ボクシングスタイルの青子に対し、志貴はおどおどしながらも腰を落とした半身の構えを取っていた。
その構えは初めてとは思えないほどしっかりとしたものであったために青子は入れるのを時折躊躇していた。
そのやり合いを数十分続け、青子は構えを解き、息を吐くと橙子を見る。
「───休憩にしましょう。姉さん、良い?」
「ああ、そうだな。大方の特性が分かった」
橙子はそう言うともたれていた壁から身を離すと青子にタオルを投げた。
「僕、お水を取ってきます」
志貴はパタパタとその部屋から走って出ていった。
七夜月君
「―――参った。志貴は術は術でも体術専門ね」
そう言って青子は汗を拭った。
「・・・それもかなり前から叩き込まれている。その行動一つ一つが血となり肉となっている」
「私手加減されていたし・・・あの子、人を傷つけるのを極端に恐れているのよね」
「そうだな。何度も好機があったにも係わらず全くと言っていいほど攻撃してこなかったな」
その台詞に青子は大きなため息を吐いた。
「───あの年でそんな風になるものなの?」
「本来ならならない。いや───」
橙子は途中で言葉を切り、
「ごく少数だが、その類の者達が居たな。」
ただその具体的な者達の名を挙げずに橙子は頭を軽く振った。
「いや───そんなはずはない」
その言葉が何を意味しているかは関係なく、青子には橙子が発したその言葉自体が信じられないモノだった。

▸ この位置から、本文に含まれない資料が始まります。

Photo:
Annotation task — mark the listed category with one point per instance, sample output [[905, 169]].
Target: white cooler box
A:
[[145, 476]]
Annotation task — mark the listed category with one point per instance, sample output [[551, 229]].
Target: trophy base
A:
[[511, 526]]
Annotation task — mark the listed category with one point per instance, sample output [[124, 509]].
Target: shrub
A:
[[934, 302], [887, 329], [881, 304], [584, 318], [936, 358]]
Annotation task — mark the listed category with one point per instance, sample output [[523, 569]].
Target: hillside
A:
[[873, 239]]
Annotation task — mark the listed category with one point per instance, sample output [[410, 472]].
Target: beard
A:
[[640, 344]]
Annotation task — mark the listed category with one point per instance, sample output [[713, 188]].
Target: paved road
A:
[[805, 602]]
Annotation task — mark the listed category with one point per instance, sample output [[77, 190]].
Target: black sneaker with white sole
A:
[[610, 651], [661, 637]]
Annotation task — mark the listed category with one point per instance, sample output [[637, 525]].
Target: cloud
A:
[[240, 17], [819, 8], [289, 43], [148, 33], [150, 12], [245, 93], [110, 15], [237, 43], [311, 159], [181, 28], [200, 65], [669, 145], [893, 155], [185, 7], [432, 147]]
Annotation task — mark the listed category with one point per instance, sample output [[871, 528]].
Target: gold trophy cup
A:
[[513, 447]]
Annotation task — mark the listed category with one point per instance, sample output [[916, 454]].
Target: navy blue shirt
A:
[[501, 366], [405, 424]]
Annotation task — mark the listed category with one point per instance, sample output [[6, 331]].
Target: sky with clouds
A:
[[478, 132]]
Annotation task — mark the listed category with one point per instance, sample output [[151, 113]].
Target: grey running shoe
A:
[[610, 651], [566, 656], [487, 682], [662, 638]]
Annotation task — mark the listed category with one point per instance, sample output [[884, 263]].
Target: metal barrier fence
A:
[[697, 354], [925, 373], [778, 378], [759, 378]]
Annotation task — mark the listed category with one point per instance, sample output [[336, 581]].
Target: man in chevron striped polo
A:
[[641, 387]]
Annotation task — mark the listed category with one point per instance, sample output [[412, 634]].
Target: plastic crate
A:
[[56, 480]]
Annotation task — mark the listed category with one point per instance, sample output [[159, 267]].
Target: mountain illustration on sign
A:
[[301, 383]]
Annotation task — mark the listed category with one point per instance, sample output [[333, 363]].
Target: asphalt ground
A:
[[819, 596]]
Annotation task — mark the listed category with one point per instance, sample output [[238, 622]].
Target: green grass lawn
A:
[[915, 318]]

姉が自身の記憶と思考を考慮した上で否定した事が信じられなかったのだ。
「そんなに問題でもあるの?」
「ああ―――仮定の話であればいくらでも出来る。しかし・・・もしそうならば」
「何よ」
「彼は最強の切り札になる。遠野の者、この国の組織、それに我々にも」
「どういう事よ・・・しかも遠野の切り札って」
「遠野の者達のうち調査できなかった槙久を除いて各家の当主達は志貴のことを快く受け入れている。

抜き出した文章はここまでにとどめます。